Tuesday 10 January 2012

Russian blogger Navalny unmasks 'Kremlin' photo smear

The Russian blogger leading Russia's vote-rigging protests has accused supporters of Vladimir Putin of seeking to smear him with a fake photo.

Alexei Navalny proved that a picture in a newspaper distributed by Putin supporters was a forgery when he published the original on his blog.

The faked photo shows Mr Navalny alongside fugitive Russian tycoon Boris Berezovsky, who lives in London.

Protesters fear the March presidential vote may be rigged to favour Mr Putin.

Currently prime minister, he is standing for re-election after serving two previous terms as president.

Alleged fraud at parliamentary elections in December sparked the biggest anti-government rallies seen in Moscow since Soviet times.

Mr Navalny, a lawyer who campaigns against corruption, was a key speaker at the last rally, on 24 December, which drew an estimated 100,000 people.
Young activists sporting blue rain jackets marked "Vladimir Putin" were spotted handing out newspapers containing the forged photo in the Urals city of Yekaterinburg.

The photo shows Mr Navalny and Mr Berezovsky standing beside each other, smiling for the camera, with the caption: "Alexei Navalny has never made any secret of the fact that the oligarch Boris Berezovsky gives him money to fight Putin."

Russia has been trying for years to extradite Mr Berezovsky, who was granted political asylum in the UK in 2003. He is wanted on fraud charges, which he denies.

In a blog posting which led with the words "News from [Vladimir] Putin's electoral campaign", Mr Navalny published the original photo, sent to him months earlier by photographer Alexei Yushenkov as a souvenir.

Taken on 25 May in the offices of Russian radio station Moscow Echo, the snap shows the blogger alongside Mikhail Prokhorov, a Russian billionaire who has since declared himself a candidate in the March election.
On his own blog, Mr Yushenkov confirmed that the photo had never been published because of its poor quality and he surmised that it had been stolen when Mr Navalny's email account was hacked last year.

Russian bloggers have been posting their own parodies of the fake photo, some of which were published on Mr Navalny's blog.

The photozhabas, as digitally altered images are known in Russian internet slang, show the blogger posing with everyone from Soviet dictator Josef Stalin to Bender, the robot in the cartoon Futurama.

In another development, the Urals editor of popular Russian newspaper Argumenty i Fakty has denied any link to the doctored photograph.
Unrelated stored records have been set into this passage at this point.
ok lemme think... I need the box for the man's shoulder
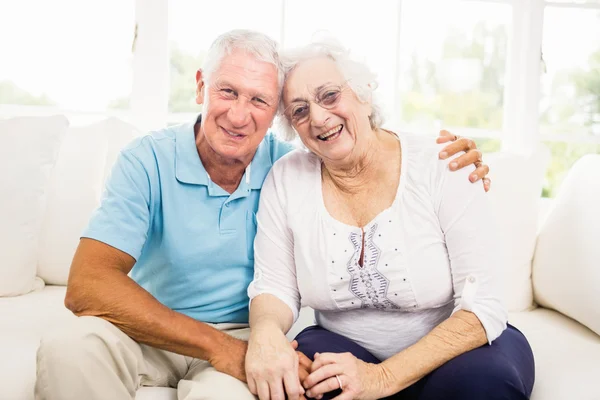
[116,124,187,175]
[262,132,296,162]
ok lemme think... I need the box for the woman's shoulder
[270,148,320,180]
[397,132,447,163]
[396,132,451,179]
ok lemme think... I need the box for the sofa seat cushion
[0,286,175,400]
[509,308,600,400]
[0,286,75,400]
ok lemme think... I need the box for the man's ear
[195,69,206,105]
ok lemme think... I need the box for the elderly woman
[245,40,534,400]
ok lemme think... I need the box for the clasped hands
[245,329,386,400]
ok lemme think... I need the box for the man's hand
[208,334,249,382]
[292,340,312,393]
[436,129,491,192]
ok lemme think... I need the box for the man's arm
[65,238,249,381]
[437,130,491,192]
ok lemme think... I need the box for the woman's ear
[195,69,206,105]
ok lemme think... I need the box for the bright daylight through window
[1,0,598,196]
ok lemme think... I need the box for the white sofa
[1,115,599,400]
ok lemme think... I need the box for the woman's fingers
[283,370,304,400]
[304,363,344,389]
[306,376,344,398]
[247,376,258,395]
[310,352,338,372]
[257,380,271,400]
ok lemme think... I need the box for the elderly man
[35,29,489,400]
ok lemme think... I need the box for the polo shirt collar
[175,114,274,190]
[175,115,209,186]
[248,134,273,190]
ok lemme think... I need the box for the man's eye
[221,89,235,95]
[253,97,267,105]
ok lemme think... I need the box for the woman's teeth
[318,125,343,141]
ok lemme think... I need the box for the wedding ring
[335,374,343,390]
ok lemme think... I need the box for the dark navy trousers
[295,324,535,400]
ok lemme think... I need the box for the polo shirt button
[225,203,230,207]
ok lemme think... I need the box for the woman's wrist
[373,362,405,398]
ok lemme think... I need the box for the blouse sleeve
[435,153,508,343]
[247,167,301,323]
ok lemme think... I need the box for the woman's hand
[303,352,388,400]
[246,322,306,400]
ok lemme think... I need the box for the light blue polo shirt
[82,116,294,323]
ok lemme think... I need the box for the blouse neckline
[315,131,409,232]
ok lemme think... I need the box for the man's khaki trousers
[35,316,257,400]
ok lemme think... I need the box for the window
[0,0,134,123]
[2,0,598,197]
[168,0,283,119]
[284,0,399,120]
[539,5,600,196]
[397,0,511,140]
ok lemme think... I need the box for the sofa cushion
[37,118,138,285]
[532,155,600,336]
[486,147,550,312]
[0,286,75,399]
[509,308,600,400]
[0,286,176,400]
[0,116,69,296]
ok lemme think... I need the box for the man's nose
[228,98,251,127]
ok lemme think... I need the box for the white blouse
[248,133,507,360]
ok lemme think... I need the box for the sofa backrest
[0,116,69,296]
[532,154,600,336]
[485,147,550,312]
[36,118,138,285]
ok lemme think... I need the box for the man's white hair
[278,37,386,141]
[202,29,284,95]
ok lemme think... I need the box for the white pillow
[533,154,600,336]
[37,118,138,285]
[0,115,69,296]
[486,147,550,312]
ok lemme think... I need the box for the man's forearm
[66,267,232,362]
[378,310,488,397]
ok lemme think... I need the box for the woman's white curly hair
[278,36,386,141]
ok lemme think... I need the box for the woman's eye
[321,91,339,106]
[292,106,308,118]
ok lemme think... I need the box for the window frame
[1,0,599,150]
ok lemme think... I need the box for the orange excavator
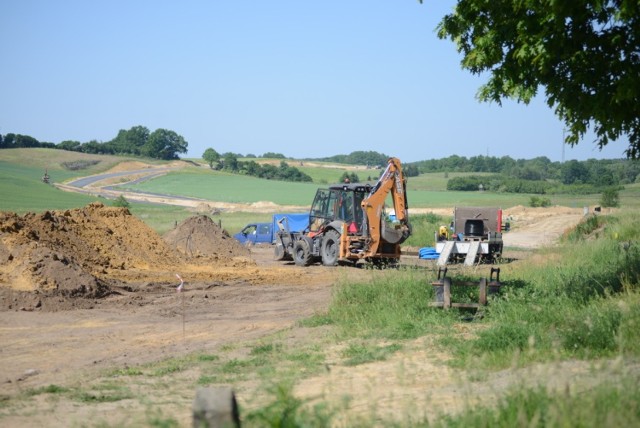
[274,157,411,267]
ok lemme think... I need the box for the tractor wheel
[293,240,313,266]
[320,230,340,266]
[273,243,285,261]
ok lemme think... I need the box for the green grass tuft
[341,342,402,366]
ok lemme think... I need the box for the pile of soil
[0,205,280,312]
[163,215,249,260]
[0,202,181,299]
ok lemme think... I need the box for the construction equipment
[430,267,502,309]
[435,207,504,266]
[276,157,411,267]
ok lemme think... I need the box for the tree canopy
[0,126,188,160]
[143,129,187,160]
[431,0,640,158]
[319,151,390,167]
[202,148,221,168]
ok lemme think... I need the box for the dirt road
[0,248,335,391]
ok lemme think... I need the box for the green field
[0,160,102,212]
[120,169,322,206]
[119,168,504,208]
[2,148,638,234]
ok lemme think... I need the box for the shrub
[112,195,130,208]
[529,196,551,207]
[600,188,620,208]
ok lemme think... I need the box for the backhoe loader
[274,157,411,266]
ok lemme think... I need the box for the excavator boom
[360,157,411,255]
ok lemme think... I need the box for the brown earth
[0,203,265,312]
[0,202,341,425]
[0,194,607,425]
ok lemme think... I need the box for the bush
[600,188,620,208]
[112,195,130,208]
[529,196,551,207]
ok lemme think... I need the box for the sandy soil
[0,163,603,426]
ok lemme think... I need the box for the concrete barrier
[192,387,240,427]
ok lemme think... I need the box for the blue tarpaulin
[272,213,309,234]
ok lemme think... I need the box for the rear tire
[321,230,340,266]
[293,240,313,266]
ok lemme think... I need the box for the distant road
[59,166,209,206]
[66,167,175,188]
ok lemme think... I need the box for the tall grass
[314,210,640,371]
[431,378,640,428]
[244,381,335,428]
[447,210,640,368]
[316,269,458,341]
[283,210,640,425]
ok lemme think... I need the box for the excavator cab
[308,184,368,235]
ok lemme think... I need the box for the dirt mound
[163,215,249,260]
[0,202,180,297]
[0,205,301,311]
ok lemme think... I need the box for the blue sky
[0,1,628,163]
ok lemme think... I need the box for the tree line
[305,150,639,193]
[412,155,640,188]
[0,126,188,160]
[202,148,312,182]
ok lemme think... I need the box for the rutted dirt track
[0,163,600,426]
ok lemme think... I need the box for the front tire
[321,230,340,266]
[273,243,286,261]
[293,240,313,266]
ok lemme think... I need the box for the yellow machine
[276,157,412,266]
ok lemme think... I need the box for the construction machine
[275,157,411,267]
[435,207,504,266]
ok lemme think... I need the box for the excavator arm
[360,157,411,255]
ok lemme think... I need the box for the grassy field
[0,160,101,212]
[121,169,322,206]
[2,148,638,234]
[118,168,619,210]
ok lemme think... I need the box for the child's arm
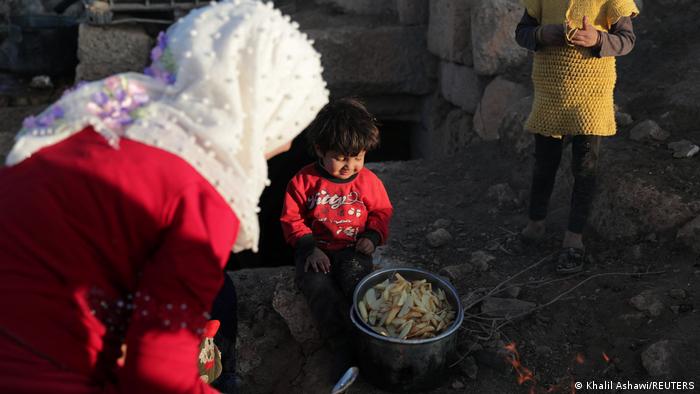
[358,176,393,250]
[280,178,315,258]
[515,10,565,51]
[596,17,635,57]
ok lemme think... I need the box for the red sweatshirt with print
[281,162,393,253]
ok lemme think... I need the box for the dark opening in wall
[366,120,414,163]
[228,119,415,270]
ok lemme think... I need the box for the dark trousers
[295,247,373,341]
[528,134,602,234]
[295,247,373,381]
[210,273,237,393]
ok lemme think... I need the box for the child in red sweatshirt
[280,98,393,383]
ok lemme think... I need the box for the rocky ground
[0,1,699,393]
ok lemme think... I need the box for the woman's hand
[569,16,600,48]
[305,247,331,273]
[355,238,375,255]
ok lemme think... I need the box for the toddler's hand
[305,247,331,274]
[569,16,600,48]
[355,238,375,255]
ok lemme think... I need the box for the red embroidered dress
[0,128,238,393]
[280,162,393,252]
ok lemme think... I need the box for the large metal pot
[350,267,464,392]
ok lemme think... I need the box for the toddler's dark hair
[306,98,380,156]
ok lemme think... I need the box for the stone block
[308,25,435,97]
[471,0,528,75]
[440,62,480,113]
[76,24,153,82]
[428,0,473,65]
[473,76,529,140]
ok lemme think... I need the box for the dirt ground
[347,2,700,391]
[358,140,699,393]
[0,1,698,393]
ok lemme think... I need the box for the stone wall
[73,0,533,160]
[76,24,153,82]
[414,0,530,158]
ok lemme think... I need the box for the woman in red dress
[0,1,328,392]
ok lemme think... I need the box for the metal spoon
[330,366,359,394]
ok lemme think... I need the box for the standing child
[280,98,393,381]
[515,0,639,273]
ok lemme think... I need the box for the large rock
[668,140,700,159]
[309,25,435,97]
[677,216,700,254]
[498,95,534,158]
[76,24,153,82]
[470,250,496,271]
[271,278,322,354]
[440,62,481,113]
[473,77,529,141]
[397,0,429,25]
[481,297,536,319]
[641,340,683,377]
[427,228,453,248]
[314,0,396,15]
[231,268,305,393]
[439,262,474,282]
[629,290,664,317]
[629,120,670,142]
[471,0,528,75]
[428,0,474,65]
[590,175,697,240]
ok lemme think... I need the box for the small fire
[502,345,617,393]
[504,342,536,389]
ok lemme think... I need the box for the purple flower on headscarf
[51,106,64,118]
[150,32,167,61]
[87,76,150,131]
[144,30,177,85]
[22,116,37,129]
[92,91,109,106]
[22,104,65,130]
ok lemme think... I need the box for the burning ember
[503,343,617,393]
[504,342,536,391]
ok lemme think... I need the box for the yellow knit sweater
[522,0,639,137]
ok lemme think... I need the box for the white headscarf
[6,0,329,253]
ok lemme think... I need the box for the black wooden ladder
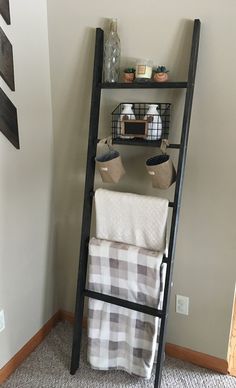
[70,19,201,388]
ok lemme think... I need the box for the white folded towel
[95,189,169,252]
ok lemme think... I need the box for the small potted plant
[123,68,135,83]
[153,66,169,82]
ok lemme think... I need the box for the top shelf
[99,82,188,89]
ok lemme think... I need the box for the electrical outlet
[176,295,189,315]
[0,309,5,332]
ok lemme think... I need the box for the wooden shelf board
[100,81,188,89]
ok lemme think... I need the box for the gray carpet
[2,322,236,388]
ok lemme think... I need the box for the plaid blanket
[87,238,166,379]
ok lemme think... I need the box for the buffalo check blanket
[87,238,166,379]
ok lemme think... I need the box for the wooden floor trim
[228,296,236,376]
[165,343,228,374]
[0,311,60,384]
[0,309,231,384]
[60,309,89,328]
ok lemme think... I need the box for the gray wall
[46,0,236,361]
[0,0,55,368]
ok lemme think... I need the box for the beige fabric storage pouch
[96,149,125,183]
[146,154,176,189]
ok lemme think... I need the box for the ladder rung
[84,289,164,317]
[89,191,175,208]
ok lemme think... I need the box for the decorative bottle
[120,104,135,120]
[104,18,121,83]
[144,104,162,140]
[117,104,135,137]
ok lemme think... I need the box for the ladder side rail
[70,28,104,375]
[154,19,201,387]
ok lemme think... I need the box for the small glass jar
[135,59,153,81]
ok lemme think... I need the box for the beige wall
[0,0,55,368]
[47,0,236,360]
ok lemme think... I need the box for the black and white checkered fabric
[87,238,166,379]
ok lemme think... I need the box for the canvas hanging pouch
[96,137,125,183]
[146,140,176,189]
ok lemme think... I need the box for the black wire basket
[111,102,171,141]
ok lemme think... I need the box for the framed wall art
[0,27,15,91]
[0,0,10,25]
[0,87,19,149]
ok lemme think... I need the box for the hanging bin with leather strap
[96,138,125,184]
[146,140,176,189]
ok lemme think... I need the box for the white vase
[120,104,135,119]
[117,104,135,136]
[144,104,162,140]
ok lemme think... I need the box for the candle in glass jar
[135,59,153,80]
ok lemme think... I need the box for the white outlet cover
[0,309,5,332]
[176,295,189,315]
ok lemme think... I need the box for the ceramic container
[144,104,162,140]
[153,72,168,82]
[123,72,135,83]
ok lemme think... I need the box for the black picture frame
[0,87,19,149]
[0,0,10,25]
[0,27,15,91]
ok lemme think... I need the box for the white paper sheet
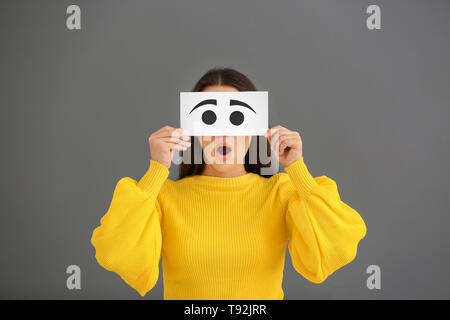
[180,91,268,136]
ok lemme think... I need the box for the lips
[216,145,232,156]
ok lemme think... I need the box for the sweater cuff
[284,157,318,200]
[137,160,170,194]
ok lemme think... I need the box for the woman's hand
[265,125,303,167]
[148,126,191,169]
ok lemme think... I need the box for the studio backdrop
[1,0,449,299]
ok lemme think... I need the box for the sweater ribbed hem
[137,160,169,194]
[284,157,318,200]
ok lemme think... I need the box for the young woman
[91,68,367,300]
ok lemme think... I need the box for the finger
[268,133,288,149]
[163,142,189,151]
[264,129,271,143]
[268,125,286,131]
[267,127,291,139]
[161,137,191,147]
[170,128,191,141]
[158,125,176,134]
[161,135,191,144]
[279,138,299,153]
[158,127,190,141]
[267,126,298,137]
[277,132,299,142]
[275,132,301,150]
[265,128,280,144]
[152,126,174,138]
[270,130,281,154]
[268,125,287,137]
[278,132,300,146]
[278,135,301,150]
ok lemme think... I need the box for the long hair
[178,67,272,179]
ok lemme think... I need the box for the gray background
[1,0,449,299]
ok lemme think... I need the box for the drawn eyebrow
[230,99,256,113]
[189,99,217,114]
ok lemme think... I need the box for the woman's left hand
[265,125,303,167]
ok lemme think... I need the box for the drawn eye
[229,111,244,126]
[202,110,216,125]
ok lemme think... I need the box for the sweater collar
[186,172,261,188]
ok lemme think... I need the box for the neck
[201,164,247,178]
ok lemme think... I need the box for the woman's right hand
[148,126,191,169]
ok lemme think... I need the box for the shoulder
[158,174,195,196]
[248,172,298,203]
[266,171,295,190]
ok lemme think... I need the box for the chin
[211,163,237,172]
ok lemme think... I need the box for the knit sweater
[91,157,366,299]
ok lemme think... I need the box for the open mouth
[216,145,232,156]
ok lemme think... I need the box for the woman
[91,68,367,299]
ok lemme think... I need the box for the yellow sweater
[91,157,366,299]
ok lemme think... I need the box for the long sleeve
[280,157,367,283]
[91,160,169,296]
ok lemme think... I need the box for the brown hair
[178,67,272,179]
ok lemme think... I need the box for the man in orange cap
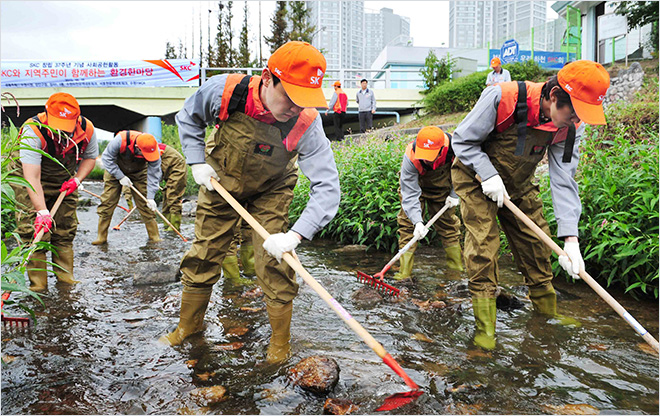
[326,80,348,141]
[486,57,511,86]
[451,60,610,349]
[394,126,463,282]
[12,92,98,290]
[92,130,162,245]
[160,41,340,366]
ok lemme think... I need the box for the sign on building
[490,49,577,69]
[500,39,519,64]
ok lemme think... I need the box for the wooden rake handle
[209,177,420,390]
[32,191,67,246]
[113,207,137,230]
[80,188,130,212]
[128,185,188,242]
[503,197,659,352]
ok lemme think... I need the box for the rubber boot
[266,299,293,364]
[159,287,212,346]
[392,251,414,281]
[222,255,255,286]
[27,251,49,292]
[239,243,256,277]
[145,219,161,242]
[445,245,465,272]
[92,216,112,245]
[169,213,182,232]
[472,297,497,350]
[52,246,80,285]
[529,287,581,327]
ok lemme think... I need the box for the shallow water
[2,180,658,415]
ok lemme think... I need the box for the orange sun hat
[45,92,80,132]
[268,41,328,108]
[136,133,160,162]
[415,126,448,162]
[557,60,610,125]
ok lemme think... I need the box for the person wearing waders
[12,92,98,291]
[393,126,463,282]
[156,143,188,231]
[160,41,341,366]
[222,219,257,286]
[92,130,162,245]
[451,60,610,350]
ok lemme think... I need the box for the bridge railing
[201,67,424,89]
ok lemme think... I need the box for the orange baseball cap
[557,60,610,125]
[136,133,160,162]
[415,126,448,162]
[490,57,501,67]
[45,92,80,133]
[268,41,328,108]
[333,81,341,87]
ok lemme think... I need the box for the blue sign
[490,49,577,69]
[500,39,519,64]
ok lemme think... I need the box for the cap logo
[59,107,72,117]
[422,139,434,148]
[310,76,321,85]
[317,69,324,77]
[564,83,573,92]
[598,94,606,102]
[273,67,283,76]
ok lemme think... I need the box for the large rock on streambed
[132,263,180,285]
[289,356,340,394]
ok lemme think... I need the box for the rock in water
[495,291,524,311]
[323,398,358,415]
[351,285,383,308]
[132,263,180,285]
[289,356,340,394]
[190,385,227,405]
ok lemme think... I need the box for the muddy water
[2,180,658,415]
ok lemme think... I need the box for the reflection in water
[1,181,658,414]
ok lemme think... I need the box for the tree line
[164,1,316,68]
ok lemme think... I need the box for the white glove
[263,230,301,263]
[558,241,584,280]
[119,176,132,187]
[445,195,460,208]
[481,175,509,208]
[191,163,220,191]
[146,199,157,211]
[78,181,85,193]
[413,222,428,240]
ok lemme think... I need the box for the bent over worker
[160,41,340,366]
[394,126,463,282]
[12,92,98,291]
[451,60,610,350]
[157,143,188,231]
[92,130,162,245]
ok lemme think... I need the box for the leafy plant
[420,50,458,94]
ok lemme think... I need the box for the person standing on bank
[160,41,340,366]
[394,126,463,282]
[486,57,512,86]
[326,81,348,141]
[92,130,162,245]
[13,92,98,291]
[451,60,610,350]
[356,78,376,133]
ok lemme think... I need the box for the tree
[265,1,289,53]
[288,1,315,43]
[225,1,235,66]
[419,50,458,94]
[178,39,187,59]
[236,1,252,68]
[165,41,177,59]
[615,1,658,53]
[210,1,231,67]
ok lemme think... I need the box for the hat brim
[415,147,440,162]
[571,96,606,125]
[142,150,160,162]
[280,80,328,109]
[48,115,77,133]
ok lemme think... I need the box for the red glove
[60,177,81,196]
[34,210,53,239]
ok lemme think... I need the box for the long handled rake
[80,188,130,212]
[209,177,423,411]
[503,196,659,353]
[2,191,67,328]
[113,206,137,231]
[356,202,452,297]
[128,185,188,242]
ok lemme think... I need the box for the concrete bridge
[1,86,424,139]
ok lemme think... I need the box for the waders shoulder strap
[513,81,528,156]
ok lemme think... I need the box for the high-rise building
[364,8,411,68]
[449,1,548,50]
[308,1,365,69]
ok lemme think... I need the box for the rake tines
[1,292,31,328]
[356,271,400,297]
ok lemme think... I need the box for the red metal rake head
[356,271,400,297]
[1,292,31,328]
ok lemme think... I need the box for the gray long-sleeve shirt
[356,88,376,112]
[400,156,458,225]
[19,124,98,165]
[452,85,584,238]
[175,74,340,240]
[102,135,162,199]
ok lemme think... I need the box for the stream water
[2,180,658,415]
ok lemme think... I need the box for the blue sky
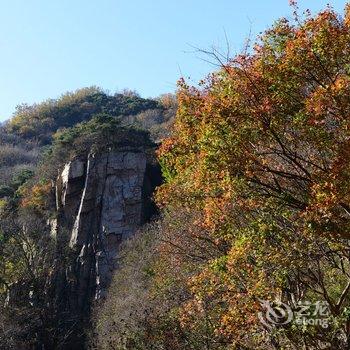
[0,0,346,121]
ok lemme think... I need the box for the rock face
[53,149,160,318]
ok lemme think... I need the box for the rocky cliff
[50,148,161,348]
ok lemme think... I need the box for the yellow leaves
[314,182,336,203]
[20,181,52,211]
[3,256,26,285]
[333,75,349,91]
[308,180,339,218]
[345,4,350,28]
[0,199,7,213]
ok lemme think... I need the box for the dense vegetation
[2,3,350,350]
[94,4,350,350]
[0,86,176,221]
[0,88,175,349]
[7,87,165,143]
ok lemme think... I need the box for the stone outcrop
[52,149,161,318]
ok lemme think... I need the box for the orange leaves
[20,182,52,212]
[153,4,350,347]
[306,75,350,124]
[307,180,338,216]
[156,136,176,158]
[345,4,350,28]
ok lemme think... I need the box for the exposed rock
[55,159,86,231]
[52,149,159,315]
[69,151,146,302]
[47,148,161,349]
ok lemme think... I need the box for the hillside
[2,4,350,350]
[6,87,173,143]
[0,87,175,196]
[0,88,175,349]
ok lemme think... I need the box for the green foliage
[7,87,161,144]
[11,169,34,188]
[39,113,155,180]
[0,169,34,202]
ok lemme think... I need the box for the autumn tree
[152,3,350,349]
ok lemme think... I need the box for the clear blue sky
[0,0,346,121]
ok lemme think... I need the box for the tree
[153,4,350,349]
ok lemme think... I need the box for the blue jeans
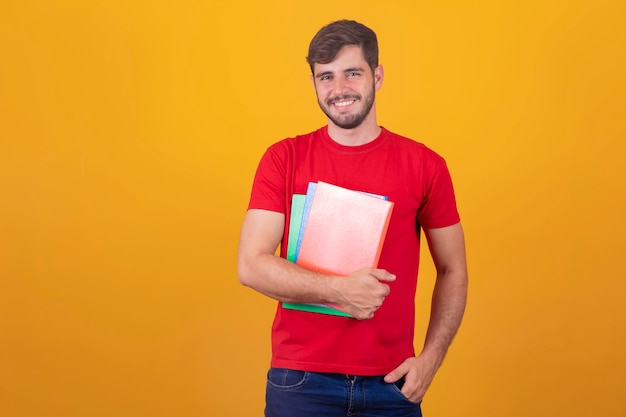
[265,368,422,417]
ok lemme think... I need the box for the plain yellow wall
[1,1,625,416]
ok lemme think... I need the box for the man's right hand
[330,268,396,320]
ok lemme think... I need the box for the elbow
[237,263,249,287]
[237,256,255,288]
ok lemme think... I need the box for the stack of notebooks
[283,181,394,317]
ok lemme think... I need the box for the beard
[317,84,376,130]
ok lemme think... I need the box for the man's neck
[326,118,381,147]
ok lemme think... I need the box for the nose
[331,76,351,95]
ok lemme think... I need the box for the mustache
[326,94,361,106]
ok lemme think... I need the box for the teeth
[334,100,355,107]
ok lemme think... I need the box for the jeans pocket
[389,378,421,405]
[267,368,308,390]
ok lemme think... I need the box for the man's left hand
[383,355,439,403]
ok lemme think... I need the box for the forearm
[237,209,340,304]
[420,268,468,366]
[238,251,341,304]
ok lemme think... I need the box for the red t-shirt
[248,126,460,376]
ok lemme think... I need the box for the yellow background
[1,1,625,416]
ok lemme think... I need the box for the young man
[238,20,468,417]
Dmitry Bondarev told the BBC's Russian Service that his publication had no connection to the other paper, which bears the name "Argumenty i Fakty - Urals Digest" and looks similar.

A note on the paper with the fake photo, which is reportedly a special edition praising Mr Putin and trashing the opposition, says that it was compiled by the All-Russia Popular Front - a political coalition launched by Mr Putin in May.

According to Yekaterinburg blogger nuclOid, 80,000 copies were printed.